Their recommendation is based on a study that found that the human papillomavirus (HPV) test prevented more cases of cervical cancer than the conventional Pap smear. Results of the study were published online Jan. 19 in The Lancet Oncology.

The HPV test should become the screening tool of choice for women 35 and older, the researchers said. It could be done less frequently than the Pap test, which could be used only in women who have tested positive for HPV, they said.

The Pap smear, first introduced in the 1950s, looks for changes in the cervix that could lead to cervical cancer. The HPV test works a step further back in the process, looking to see if women are infected with HPV.

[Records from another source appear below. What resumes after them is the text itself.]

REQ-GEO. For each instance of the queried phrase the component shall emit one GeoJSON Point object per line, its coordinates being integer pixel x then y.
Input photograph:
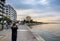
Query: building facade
{"type": "Point", "coordinates": [2, 3]}
{"type": "Point", "coordinates": [10, 12]}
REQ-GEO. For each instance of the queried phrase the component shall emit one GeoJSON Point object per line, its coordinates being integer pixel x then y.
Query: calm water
{"type": "Point", "coordinates": [49, 32]}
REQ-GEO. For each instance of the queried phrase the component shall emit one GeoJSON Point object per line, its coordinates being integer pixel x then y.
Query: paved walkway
{"type": "Point", "coordinates": [24, 34]}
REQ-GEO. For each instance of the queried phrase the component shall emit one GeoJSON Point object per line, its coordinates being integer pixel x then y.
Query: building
{"type": "Point", "coordinates": [2, 3]}
{"type": "Point", "coordinates": [10, 12]}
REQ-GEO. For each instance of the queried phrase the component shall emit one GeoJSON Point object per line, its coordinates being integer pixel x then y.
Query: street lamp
{"type": "Point", "coordinates": [3, 1]}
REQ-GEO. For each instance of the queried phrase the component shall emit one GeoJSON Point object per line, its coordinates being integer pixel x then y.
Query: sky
{"type": "Point", "coordinates": [39, 10]}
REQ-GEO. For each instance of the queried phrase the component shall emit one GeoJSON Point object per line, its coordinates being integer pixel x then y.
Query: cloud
{"type": "Point", "coordinates": [37, 9]}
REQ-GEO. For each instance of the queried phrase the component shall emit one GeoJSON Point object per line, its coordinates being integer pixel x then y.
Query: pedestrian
{"type": "Point", "coordinates": [14, 32]}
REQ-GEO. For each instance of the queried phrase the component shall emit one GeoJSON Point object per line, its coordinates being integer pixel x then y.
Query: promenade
{"type": "Point", "coordinates": [24, 34]}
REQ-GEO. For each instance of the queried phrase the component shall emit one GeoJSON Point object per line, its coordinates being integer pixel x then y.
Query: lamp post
{"type": "Point", "coordinates": [3, 2]}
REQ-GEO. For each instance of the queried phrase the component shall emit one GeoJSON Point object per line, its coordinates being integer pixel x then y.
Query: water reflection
{"type": "Point", "coordinates": [50, 32]}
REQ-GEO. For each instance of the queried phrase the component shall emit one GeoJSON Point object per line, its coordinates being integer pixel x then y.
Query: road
{"type": "Point", "coordinates": [24, 34]}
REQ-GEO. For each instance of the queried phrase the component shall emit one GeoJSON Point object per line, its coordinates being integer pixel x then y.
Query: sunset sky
{"type": "Point", "coordinates": [40, 10]}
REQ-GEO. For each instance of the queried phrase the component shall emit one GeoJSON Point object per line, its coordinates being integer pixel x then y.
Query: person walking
{"type": "Point", "coordinates": [14, 32]}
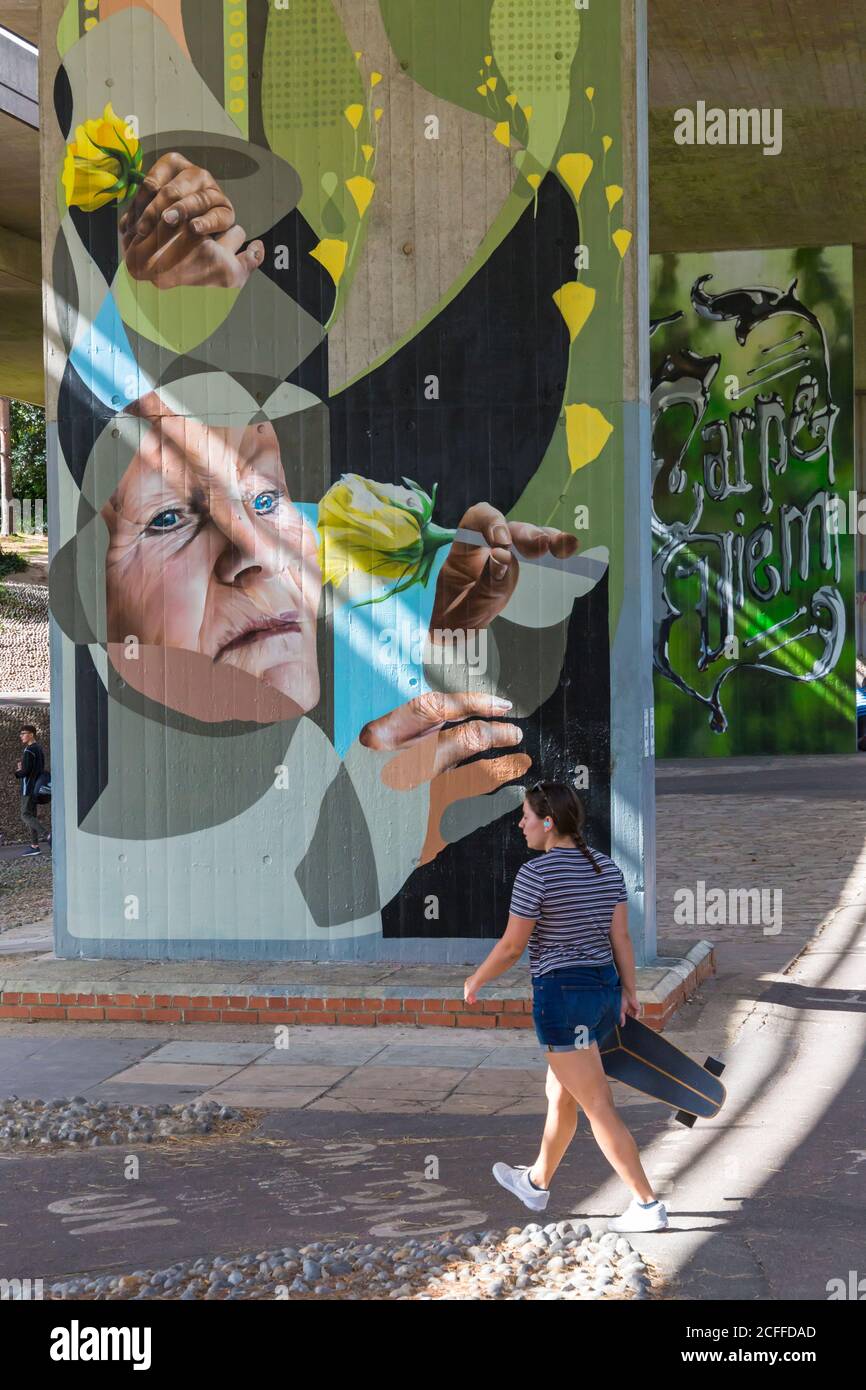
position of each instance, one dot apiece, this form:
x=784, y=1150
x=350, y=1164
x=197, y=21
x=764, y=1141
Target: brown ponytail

HPV causes cervical cancer, which remains a significant health problem, particularly in less resource-rich areas of the world.

DNA testing for HPV, though, does have drawbacks — namely that it is less specific, meaning it is likely to pick up more false-positives, than a Pap smear. This results in many more callbacks for women to undergo further testing.

Using HPV as a primary screening tool results in a callback rate of about 25 to 30 percent, said Dr. Mark Einstein, a gynecologic oncologist and director of clinical research at Montefiore Medical Center in New York City. By contrast, Pap smears have a callback rate of about 5 to 7 percent, he said.

For their study, the Italian researchers compared HPV testing alone with HPV testing plus a Pap smear in 94,370 women aged 25 to 60 years old.

During the first phase of the study, women 35 to 60 who tested positive for HPV were given a cervical examination, called a colposcopy. Younger women got a colposcopy if their Pap smear was abnormal or if HPV results were positive several times, indicating that their body had not been able to clear the infection.

Screening for HPV DNA appeared more effective in older women, but the testing in younger women led to over-diagnosis of a particular type of cervical lesion, the study found.

Not all experts agree, though, that current practice would change based on the study’s findings alone.

“I don’t think this is going to change any strategies we do now, but I do think it’s more evidence that HPV testing can predict who’s going to develop cervical cancer,” said Dr. Jay Brooks, chairman of hematology/oncology at Ochsner Health System in Baton Rouge, La. “HPV testing, in certain populations, can really predict who would benefit from treatment.”

Einstein had a somewhat different take on the findings. “This shows that the strategy does work,” he said. “It does make sense, it’s cost-effective and effective. This is happening in single-payer health systems which have national screening. We’re behind in the U.S.”

The strategy makes particular sense in less-developed countries, where women could do an HPV test themselves with a “self swab” and then send the swab in for analysis, Einstein said.

In the United States, cervical cancer screening guidelines were changed in November. Women now are being told that they should get their first screening for cervical cancer — including a Pap test — at age 21. The previous recommendation was to start Pap tests three years after becoming sexually active or at age 21, whichever came first.

And, rather than have an annual Pap test, most women need to be screened every other year or less, depending on their age, according to the new guidelines.

Cervical cancer rates have dropped more than 50 percent in the last 30 years in the United States, according to the guidelines. That decline has been largely attributed to widespread use of the Pap test.